Losses

Most lost functions behave similarly to PyTorch loss functions. The take in an input tensor \(x\) and a target \(y\) and return a tensor representing the distance between the two.

In contrast, the divergence functions presented here are not like the Torch loss functions. Divergences compute a distance between the prior and posterior distributions of a Bayesian neural network. They take a single torch.nn.Module as an input to compute a distance between the prior and posterior distribution.

Loss Baseclass

The Loss is an abstract baseclass and a subclass of torch.nn.Module. This is an abstract baseclass and the parent class to all loss functions. Like all abstract baseclasses, this cannot be instantiated but can be subclassed to write custom losses.
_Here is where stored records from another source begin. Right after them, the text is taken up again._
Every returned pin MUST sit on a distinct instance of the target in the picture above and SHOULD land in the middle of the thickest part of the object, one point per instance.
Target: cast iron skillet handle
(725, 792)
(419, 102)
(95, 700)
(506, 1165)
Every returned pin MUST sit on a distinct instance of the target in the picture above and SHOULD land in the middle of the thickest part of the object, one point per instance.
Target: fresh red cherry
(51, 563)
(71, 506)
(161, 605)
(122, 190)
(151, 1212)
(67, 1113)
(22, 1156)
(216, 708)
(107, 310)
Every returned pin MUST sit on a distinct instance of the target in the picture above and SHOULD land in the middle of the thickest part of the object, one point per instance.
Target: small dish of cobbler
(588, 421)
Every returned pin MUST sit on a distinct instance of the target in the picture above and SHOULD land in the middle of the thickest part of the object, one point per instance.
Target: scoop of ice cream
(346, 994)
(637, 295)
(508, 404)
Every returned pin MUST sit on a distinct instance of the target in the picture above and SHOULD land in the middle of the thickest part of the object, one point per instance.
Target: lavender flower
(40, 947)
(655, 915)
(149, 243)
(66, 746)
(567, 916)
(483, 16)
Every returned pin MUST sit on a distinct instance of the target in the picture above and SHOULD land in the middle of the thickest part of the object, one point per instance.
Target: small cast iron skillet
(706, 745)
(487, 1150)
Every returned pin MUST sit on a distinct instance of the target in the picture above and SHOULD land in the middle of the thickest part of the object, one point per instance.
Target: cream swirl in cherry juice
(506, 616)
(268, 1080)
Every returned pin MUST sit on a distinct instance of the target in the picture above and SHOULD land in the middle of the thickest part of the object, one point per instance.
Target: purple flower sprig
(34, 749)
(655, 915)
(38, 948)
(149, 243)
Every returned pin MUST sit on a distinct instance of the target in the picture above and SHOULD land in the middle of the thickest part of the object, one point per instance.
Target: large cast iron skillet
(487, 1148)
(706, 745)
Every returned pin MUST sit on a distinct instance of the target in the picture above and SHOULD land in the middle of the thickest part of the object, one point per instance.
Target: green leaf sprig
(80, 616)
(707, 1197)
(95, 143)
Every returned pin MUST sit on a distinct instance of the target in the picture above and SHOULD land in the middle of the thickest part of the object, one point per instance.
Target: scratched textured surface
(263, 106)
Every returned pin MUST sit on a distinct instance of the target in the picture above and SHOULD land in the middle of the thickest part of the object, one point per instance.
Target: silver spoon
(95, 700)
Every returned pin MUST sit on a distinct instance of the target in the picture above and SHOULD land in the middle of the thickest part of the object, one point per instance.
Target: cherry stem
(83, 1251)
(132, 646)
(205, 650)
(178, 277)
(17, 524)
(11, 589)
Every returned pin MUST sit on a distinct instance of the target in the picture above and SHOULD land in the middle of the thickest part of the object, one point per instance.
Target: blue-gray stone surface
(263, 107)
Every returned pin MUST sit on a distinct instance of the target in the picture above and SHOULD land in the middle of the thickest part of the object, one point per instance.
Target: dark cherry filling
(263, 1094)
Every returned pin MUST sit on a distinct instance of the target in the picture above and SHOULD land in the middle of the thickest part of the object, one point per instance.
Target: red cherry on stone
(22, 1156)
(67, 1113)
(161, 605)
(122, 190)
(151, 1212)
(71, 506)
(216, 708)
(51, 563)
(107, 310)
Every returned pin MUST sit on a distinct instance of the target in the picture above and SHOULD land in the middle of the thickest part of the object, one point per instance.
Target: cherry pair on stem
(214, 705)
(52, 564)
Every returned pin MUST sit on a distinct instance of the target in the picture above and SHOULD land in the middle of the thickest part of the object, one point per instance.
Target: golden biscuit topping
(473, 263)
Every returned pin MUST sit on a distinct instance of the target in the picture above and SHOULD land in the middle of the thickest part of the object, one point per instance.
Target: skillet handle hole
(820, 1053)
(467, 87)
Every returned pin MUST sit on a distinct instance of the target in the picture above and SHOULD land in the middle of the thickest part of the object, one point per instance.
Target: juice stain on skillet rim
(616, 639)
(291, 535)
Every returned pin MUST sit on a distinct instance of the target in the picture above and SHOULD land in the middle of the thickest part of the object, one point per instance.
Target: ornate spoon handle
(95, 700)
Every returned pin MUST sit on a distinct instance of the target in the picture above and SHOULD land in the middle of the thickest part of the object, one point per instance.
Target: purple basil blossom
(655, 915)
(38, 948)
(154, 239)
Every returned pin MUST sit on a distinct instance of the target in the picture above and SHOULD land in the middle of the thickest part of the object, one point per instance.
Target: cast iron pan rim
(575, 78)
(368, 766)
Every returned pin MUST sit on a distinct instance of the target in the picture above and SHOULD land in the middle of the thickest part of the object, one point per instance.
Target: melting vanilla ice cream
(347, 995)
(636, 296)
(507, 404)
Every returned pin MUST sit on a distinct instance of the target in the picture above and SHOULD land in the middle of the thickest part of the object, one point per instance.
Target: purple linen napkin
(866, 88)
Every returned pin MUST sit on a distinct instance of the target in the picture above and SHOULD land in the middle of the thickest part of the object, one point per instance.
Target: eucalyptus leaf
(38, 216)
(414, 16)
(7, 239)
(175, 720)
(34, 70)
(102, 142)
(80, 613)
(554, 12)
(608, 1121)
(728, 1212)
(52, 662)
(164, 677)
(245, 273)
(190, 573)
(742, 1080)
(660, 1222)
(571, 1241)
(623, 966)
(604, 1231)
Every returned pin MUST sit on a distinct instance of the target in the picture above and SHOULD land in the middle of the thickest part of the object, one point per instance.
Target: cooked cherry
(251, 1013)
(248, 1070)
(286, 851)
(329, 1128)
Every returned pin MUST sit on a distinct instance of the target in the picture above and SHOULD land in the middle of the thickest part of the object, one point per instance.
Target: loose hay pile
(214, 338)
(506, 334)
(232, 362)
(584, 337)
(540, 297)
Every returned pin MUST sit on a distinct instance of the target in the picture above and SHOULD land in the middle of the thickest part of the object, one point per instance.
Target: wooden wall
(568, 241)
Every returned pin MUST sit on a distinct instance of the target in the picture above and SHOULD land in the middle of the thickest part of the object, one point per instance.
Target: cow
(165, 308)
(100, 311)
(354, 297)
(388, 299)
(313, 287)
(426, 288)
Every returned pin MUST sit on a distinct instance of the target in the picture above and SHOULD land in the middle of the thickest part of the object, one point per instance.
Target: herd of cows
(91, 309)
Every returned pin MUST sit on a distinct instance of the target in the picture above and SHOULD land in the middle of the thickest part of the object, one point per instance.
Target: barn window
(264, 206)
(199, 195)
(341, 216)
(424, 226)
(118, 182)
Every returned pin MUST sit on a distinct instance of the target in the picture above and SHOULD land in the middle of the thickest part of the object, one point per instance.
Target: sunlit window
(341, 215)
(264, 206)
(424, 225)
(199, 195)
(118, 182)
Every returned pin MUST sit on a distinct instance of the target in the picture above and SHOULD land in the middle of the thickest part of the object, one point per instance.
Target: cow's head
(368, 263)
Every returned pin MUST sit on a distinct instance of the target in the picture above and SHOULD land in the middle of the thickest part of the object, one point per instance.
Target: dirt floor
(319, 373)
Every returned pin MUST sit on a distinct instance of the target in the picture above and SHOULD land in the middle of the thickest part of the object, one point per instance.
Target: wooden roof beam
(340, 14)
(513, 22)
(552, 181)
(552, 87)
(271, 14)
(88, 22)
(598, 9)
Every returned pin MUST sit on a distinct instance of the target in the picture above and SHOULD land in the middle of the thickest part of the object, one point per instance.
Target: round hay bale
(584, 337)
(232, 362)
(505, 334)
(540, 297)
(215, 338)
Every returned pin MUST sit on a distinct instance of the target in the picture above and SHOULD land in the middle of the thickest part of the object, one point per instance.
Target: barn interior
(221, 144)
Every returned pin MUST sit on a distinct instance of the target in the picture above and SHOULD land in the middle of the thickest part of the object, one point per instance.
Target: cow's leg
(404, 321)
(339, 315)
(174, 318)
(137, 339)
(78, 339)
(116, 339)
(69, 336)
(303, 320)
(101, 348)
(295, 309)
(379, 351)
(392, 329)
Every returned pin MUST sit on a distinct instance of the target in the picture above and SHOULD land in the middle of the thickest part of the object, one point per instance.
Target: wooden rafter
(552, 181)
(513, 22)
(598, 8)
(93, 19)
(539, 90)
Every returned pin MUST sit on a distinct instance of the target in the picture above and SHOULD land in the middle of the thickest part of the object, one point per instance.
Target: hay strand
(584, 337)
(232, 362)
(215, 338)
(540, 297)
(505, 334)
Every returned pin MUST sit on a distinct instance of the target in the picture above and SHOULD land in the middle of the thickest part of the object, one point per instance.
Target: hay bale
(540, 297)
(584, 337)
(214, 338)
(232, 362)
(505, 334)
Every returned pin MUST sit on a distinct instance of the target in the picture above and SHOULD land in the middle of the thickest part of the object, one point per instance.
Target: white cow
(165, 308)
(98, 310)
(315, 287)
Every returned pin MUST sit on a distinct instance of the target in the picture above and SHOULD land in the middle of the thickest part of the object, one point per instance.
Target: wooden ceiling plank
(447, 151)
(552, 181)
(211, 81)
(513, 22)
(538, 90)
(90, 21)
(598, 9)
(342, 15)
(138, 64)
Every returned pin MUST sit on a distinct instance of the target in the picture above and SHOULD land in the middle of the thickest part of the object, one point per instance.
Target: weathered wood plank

The documentation in the Loss may be inherited from PyTorch docstrings.

Methods

class Loss[source]

Initialize internal Module state, shared by both nn.Module and ScriptModule.

abstract forward(*args, **kwargs)[source]

Define the computation performed at every call.

Should be overridden by all subclasses.

Note

Although the recipe for forward pass needs to be defined within this function, one should call the Module instance afterwards instead of this since the former takes care of running the registered hooks while the latter silently ignores them.

List of Losses

\(L_p\) Loss

class LpLoss(ord=2, dim=None, reduction='mean')[source]

Construct a loss function \(L^p(x, y)\) where \(p=\text{dim}\)

Parameters:

ord (Union[int, float, str]) – Order of the norm. Default: 2
dim (Union[int, tuple, None]) – Dimensions over which to compute the norm specified as an integer or tuple. If dim=None, the vector is flattened before the norm is computed. Default: None
reduction (str) – Specifies the reduction to apply to the output: ‘none’, ‘mean’, or ‘sum’. ‘none’: no reduction will be applied, ‘mean’: the output will be averaged, ‘sum’: the output will be summed. Default: ‘sum’

Note

This is an implementation of torch.linalg.vector_norm as a torch.nn.Module. This class implements most, but not all, of the vector_norm keywords. See the PyTorch vector_norm documentation. for details.

Formula

Ord	Norm
2 (default)	\(\sqrt{(x-y)^2}\)
int, float	\(((x-y)^n)^{1/n}\)
0	sum(x != 0), the number of non-zero elements
-inf	\(\min{\|x-y\|}\)
inf	\(\max{\|x-y\|}\)

where inf refers to float('inf'), torch.inf, or any equivalent object.

Example:

>>> loss = sml.LpLoss()
>>> input = torch.randn(3, 5, requires_grad=True)
>>> target = torch.randn(3, 5)
>>> output = loss(input, target)
>>> output.backward()

forward(x, y)[source]

Compute the loss \(L_p(x, y)\).

The valid shapes for x and y depend on PyTorch broadcast semantics .

Parameters:

x (Tensor) – Tensor of any shape. Must be broadcastable with y
y (Tensor) – Tensor of any shape. Must be broadcastable with x.

Return type:

Tensor

Returns:

Tensor of shape x or y (depending on broadcasting semantics).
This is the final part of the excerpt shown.